Just as the entertainment industry’s biggest players have finally turned streaming into a profitable enterprise, a new threat has emerged.

Consumers, exhausted by widespread inflation, are approaching a “breaking point.” Their willingness to pay for content now resembles a fragile equilibrium that could collapse at any moment.

According to the U.S. Bureau of Labor Statistics, the category for “video and video game subscriptions” saw an inflation rate of 19.5% in December—significantly outstripping price increases for many other goods and services.

Over the past year, nearly every giant in the field—including Disney+, Hulu, HBO Max, and Netflix—has raised its subscription fees. This week, YouTube Premium joined their ranks, increasing the cost of all its service plans for the first time in three years.

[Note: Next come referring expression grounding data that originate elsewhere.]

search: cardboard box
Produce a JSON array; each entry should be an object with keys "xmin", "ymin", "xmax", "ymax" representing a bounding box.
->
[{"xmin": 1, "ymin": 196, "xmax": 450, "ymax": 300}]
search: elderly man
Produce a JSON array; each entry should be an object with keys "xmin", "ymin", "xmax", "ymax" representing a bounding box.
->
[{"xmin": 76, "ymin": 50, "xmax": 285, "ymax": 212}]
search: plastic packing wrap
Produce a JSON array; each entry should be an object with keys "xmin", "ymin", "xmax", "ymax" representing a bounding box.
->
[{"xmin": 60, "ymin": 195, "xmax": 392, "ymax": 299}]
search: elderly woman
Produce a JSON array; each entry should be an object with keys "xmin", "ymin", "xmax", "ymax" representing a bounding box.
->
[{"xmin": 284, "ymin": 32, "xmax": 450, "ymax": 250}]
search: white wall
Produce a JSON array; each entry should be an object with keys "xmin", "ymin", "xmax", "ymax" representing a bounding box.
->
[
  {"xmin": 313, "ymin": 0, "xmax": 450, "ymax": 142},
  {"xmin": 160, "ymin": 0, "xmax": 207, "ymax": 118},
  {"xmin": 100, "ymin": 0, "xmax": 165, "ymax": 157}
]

A study by Deloitte revealed that 60% of users would immediately cancel their favorite service if the price rose by just $5. Furthermore, 73% of respondents expressed open frustration with the constant price hikes.

Despite the abundance of new platforms, average household spending on streaming has plateaued at $69 per month. This suggests that consumers have begun to practice “churn and switch” more actively—canceling one service to activate another or moving to cheaper, ad-supported tiers.

Analysts believe that advertising may be the industry’s saving grace. Platforms are intentionally inflating prices for ad-free versions to nudge viewers toward ad-supported plans. For the services, this is often more economically advantageous; for consumers, it is the only way to maintain their usual volume of entertainment without indefinitely bloating the family budget.